Aslında bu anlaşılamamak... bu sıkılmak... bu Herkesten bıkmaktır. Şunu desem tersler mi bunu desem bir gün kullanır mı şöyle desem bana hakaret eder mi böyle desem suçlu olur muyum, yanlış anlar mı, kırılır mı gibi şeyleri düşünmemeyi sağlar. Herkesten uzak olmak yalnız olmak daha güzel. En azından hakknda hiçbir şey bilmediklerinden kimse de tutup bunları kullanamıyor.
Karakter meselesidir. Kimi zaman bir tercih kimi zaman ise mecburiyettir. Benim kendi tercihimdi. Kendimi bildim bileli çevreme en fazla üç kişiyi alırdım. Ne zaman fazlası olsa bunlar kendi aralarında kavga edip bende taraf tutmuyorum diye bana da küserlerdi. Çocukken bile bunun ne kadar saçma bir düşünce olduğuyla ilgili düşünürdüm. Bende fazla kişiyle konuşmamaya başladım. Çoğu insan sıkılır bu durumdan ama benim için hiçbir sorun yoktu. Kendi kendime oyunlar yapardım, kardeşlerimle oynardım ya da benim gibi sessiz, sakin çocuklarla arkadaşlık ederdim. Öğretmenler veli toplantılarında hep ‘çok suskun.’ derlerdi benim için. Hâlbuki saygımdan susardım. O öğretmenleri de anlayamıyorum zaten. Ders te konuşunca ‘susun!!!’ diye kıçını yırtar sonra çok suskun derler. Yırtık biri olamadık diye eleştirdiler hep. Bir içe kapanık olarak genelde insanların karakterleri gözlemlemeden çok samimi olmam bundan dolayı da hep çok soğuk göründüğümü söylerler. Bu bir kendini koruma mekanizması mıdır nedir istisnasız herkese aynı muamele. Arap atı gibi sonradan açıldı bu da derler. hep eleştirirler. Yani bir içe kapanık olarak herkese aynı değeri göstermeyi değil hak edene samimiyetimi göstermek istiyorum. Bu da benim seçimim.

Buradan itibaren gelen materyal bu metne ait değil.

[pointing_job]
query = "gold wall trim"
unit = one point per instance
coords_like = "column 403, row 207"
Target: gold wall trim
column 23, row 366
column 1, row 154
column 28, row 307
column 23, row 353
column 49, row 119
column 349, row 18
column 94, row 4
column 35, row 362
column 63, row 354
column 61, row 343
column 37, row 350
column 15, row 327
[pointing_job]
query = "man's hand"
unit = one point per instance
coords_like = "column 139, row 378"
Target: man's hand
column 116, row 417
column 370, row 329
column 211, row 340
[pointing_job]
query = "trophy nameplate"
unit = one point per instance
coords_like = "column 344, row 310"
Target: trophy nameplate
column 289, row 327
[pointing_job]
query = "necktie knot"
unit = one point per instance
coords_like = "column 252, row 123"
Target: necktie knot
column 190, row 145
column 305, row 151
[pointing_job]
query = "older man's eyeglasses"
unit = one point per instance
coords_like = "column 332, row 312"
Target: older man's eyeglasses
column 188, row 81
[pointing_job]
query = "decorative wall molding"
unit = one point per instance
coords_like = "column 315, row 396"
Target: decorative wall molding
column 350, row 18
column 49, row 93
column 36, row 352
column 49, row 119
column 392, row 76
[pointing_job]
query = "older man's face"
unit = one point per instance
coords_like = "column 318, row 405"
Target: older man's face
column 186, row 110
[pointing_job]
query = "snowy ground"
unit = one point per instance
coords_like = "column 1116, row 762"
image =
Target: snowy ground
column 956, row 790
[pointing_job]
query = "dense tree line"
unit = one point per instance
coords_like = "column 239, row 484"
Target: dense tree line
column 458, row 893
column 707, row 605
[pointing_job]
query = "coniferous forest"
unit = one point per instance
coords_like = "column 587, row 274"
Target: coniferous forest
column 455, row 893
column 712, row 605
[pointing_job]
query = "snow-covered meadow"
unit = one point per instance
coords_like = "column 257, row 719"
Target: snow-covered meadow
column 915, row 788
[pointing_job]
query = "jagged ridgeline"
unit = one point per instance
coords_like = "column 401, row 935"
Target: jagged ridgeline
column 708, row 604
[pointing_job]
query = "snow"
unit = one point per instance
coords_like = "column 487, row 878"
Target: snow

insanı çok yorar, hasta bile edebilir. Elbette her şeyi herkese açmak olmaz. Ancak gerektiği yerde, yoğun duygularınızı bir şekilde dışarı çıkarmalısınız.
insan bunu konuşa konuşa, kendini ifade ede ede aşabilir.
Tabii ayarı kaçırıp çok dökülmemekte fayda var.
milyonlarca insan içinde dahi olsan, sanki yalnız yaşamak hissiyatını veren olgudur. içine kapanık olmanın insana negatif etkileri yanında, pozitif yönleri de bulunmaktadır. içine kapanık insanlar, bir konu üzerinde daha uzun süre düşünerek, daha akıllıca kararlar verebilmektedirler.
aşırıya kaçmamak şartı ile içe kapanık bir insan olmak güzel şeydir. içine kapanık olmakla asosyallik arasında hiçbir bağlantı yoktur. çok sosyal olan bir kişi, içine kapanık birisi olabilir. ancak bu durum yaşamı boyunca fark edilmez bazen. bir insanın içine kapanık birisi olup olmadığını ancak kişinin kendisi bilir. kapalı bir soru işaretidir bu durum. sorunun cevabı tamamen kafamız içinde saklıdır.
Kendimi bildim bileli içine kapanık biriyim. Belli dönemlerde veya zamanlarda değişebiliyor ama hep sessiz,sakinimdir. insanın iki nedenden içine kapanık olduğunu düşünüyorum. Biri aile baskısı. Diğeri de insanın diğerleriyle pek etkileşime geçmemesi.